Preparation time: 5 minutes
Cooking time: 20 minutes
- 250g Isle of Wight tomatoes
- 2 tbsp olive oil
- 1 red onion, finely chopped
- 3 garlic cloves, crushed
- 1 tsp sweet smoked paprika
- 1 tsp ground cumin
- 1 tsp chilli flakes
- 2 tins beans, we used black beans and cannellini beans, drained and rinsed
- Salt & pepper
- Four large wraps
- 120g cheddar cheese
What to do:
Chop the tomatoes into small pieces, or quarter cherry tomatoes.
Heat the olive oil in a frying pan and cook the onions for about five minutes until soft but not coloured.
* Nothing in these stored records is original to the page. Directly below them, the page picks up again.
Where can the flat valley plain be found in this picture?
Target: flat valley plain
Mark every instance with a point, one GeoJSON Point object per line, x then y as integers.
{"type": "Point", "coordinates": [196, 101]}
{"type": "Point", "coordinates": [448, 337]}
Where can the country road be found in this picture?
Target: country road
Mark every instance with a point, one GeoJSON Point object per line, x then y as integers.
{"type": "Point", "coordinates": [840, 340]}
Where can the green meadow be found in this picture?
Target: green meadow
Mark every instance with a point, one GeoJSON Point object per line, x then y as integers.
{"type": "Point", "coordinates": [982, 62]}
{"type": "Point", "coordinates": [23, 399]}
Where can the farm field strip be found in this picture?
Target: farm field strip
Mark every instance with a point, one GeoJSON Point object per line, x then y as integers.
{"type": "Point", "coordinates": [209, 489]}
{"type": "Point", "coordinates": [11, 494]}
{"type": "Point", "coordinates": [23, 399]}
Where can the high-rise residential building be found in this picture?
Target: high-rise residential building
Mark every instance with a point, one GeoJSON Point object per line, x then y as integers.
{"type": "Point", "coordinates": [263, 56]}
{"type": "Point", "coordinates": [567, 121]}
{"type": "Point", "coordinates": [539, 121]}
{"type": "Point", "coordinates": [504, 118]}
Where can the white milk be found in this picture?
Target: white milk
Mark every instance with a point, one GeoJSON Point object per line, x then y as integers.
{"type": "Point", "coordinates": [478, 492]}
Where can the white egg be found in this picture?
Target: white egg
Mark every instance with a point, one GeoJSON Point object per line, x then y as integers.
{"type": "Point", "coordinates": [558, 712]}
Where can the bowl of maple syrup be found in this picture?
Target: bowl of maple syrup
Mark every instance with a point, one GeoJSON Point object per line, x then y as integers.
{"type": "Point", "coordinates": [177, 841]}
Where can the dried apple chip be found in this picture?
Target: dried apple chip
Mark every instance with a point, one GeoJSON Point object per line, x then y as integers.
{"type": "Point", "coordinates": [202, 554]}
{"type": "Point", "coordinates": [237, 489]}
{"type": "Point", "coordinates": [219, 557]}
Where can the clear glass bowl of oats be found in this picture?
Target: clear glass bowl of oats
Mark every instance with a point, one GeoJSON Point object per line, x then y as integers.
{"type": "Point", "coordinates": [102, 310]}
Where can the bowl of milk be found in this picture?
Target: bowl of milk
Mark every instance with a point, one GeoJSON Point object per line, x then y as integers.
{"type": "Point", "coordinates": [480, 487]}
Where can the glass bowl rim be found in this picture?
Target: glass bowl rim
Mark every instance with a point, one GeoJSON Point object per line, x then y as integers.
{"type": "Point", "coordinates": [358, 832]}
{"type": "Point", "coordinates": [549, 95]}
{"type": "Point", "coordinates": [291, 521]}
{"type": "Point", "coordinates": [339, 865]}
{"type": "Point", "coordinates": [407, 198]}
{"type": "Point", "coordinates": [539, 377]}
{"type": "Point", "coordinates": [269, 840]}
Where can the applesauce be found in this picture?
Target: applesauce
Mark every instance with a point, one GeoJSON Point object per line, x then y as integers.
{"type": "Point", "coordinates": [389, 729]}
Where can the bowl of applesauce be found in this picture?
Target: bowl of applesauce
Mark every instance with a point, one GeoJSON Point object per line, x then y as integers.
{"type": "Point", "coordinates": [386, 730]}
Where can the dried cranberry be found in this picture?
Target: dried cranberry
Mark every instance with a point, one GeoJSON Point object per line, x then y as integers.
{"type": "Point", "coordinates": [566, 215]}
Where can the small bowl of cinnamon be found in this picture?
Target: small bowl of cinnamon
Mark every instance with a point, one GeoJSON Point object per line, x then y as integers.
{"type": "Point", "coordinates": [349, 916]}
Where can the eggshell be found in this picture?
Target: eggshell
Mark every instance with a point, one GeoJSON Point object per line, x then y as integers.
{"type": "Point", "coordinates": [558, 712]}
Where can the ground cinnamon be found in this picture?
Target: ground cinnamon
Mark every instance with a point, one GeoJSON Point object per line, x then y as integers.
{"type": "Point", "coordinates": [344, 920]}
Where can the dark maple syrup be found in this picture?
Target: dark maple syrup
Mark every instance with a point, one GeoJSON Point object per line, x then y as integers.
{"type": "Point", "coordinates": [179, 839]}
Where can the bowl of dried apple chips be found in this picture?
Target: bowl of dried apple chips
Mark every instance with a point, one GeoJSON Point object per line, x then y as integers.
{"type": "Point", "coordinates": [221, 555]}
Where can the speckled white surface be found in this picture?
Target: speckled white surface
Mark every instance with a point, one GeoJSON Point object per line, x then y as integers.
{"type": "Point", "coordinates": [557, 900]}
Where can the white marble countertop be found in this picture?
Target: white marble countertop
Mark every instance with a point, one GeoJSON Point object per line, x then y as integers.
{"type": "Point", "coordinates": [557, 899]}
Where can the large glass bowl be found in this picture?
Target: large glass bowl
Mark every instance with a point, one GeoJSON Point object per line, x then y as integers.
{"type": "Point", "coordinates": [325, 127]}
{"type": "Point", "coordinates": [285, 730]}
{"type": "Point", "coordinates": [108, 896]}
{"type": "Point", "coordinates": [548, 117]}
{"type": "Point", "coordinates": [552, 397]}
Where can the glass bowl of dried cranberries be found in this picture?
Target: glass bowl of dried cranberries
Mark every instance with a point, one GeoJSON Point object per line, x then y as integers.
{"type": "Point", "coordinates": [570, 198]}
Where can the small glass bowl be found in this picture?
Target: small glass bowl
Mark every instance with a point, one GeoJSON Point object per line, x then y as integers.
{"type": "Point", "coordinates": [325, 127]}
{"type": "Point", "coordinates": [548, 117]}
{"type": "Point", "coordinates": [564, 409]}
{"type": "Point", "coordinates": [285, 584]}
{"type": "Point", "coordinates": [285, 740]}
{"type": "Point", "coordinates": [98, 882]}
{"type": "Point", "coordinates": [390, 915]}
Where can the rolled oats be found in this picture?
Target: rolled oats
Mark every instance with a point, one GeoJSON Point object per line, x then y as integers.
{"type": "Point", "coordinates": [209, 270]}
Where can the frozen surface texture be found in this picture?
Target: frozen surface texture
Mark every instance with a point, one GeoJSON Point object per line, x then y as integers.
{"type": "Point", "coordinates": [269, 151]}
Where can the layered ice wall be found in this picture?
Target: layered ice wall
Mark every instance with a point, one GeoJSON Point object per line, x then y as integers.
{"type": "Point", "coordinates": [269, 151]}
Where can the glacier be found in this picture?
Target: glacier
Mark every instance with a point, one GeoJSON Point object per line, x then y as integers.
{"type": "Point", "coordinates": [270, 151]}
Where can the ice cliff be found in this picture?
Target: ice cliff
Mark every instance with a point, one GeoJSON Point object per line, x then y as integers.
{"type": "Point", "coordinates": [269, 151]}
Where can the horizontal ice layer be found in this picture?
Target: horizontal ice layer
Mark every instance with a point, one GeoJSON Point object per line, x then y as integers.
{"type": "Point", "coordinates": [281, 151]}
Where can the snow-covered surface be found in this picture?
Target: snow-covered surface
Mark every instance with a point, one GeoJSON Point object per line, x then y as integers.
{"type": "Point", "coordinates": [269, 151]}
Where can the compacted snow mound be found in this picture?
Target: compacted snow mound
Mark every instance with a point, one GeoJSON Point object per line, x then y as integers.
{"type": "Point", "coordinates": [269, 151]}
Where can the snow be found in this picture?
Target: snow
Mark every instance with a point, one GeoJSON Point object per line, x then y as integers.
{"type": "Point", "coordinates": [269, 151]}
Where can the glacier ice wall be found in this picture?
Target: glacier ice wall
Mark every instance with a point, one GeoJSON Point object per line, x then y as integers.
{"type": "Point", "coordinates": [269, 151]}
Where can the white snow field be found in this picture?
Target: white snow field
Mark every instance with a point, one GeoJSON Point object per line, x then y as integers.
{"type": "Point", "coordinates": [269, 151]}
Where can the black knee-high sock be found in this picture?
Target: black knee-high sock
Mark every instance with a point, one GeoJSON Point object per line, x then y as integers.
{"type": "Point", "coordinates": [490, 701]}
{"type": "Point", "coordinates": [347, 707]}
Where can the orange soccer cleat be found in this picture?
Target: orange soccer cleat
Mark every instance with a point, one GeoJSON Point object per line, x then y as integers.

Add the garlic and cook for another minute. Add the spices and cook for another couple of minutes before adding the tomatoes, cook for about five minutes until they have begun to soften.
Then add the beans to the pan, crushing them slightly with the back of your spoon or a potato masher. Turn off the heat and set to one side.
Now place the first wrap in a large, dry frying pan over a medium heat for a minute or so until it has just started to colour. Turn it over and put a generous couple of spoonfuls of the bean mixture on one half of the wrap and top with cheese. Fold the wrap over to make a half moon. Press down with a spatula and allow to cook for a couple of minutes before carefully flipping over to cook the other side. Repeat with the remaining wraps.
Cut each wrap in half to make triangles and serve with guacamole, sriracha and/or yoghurt.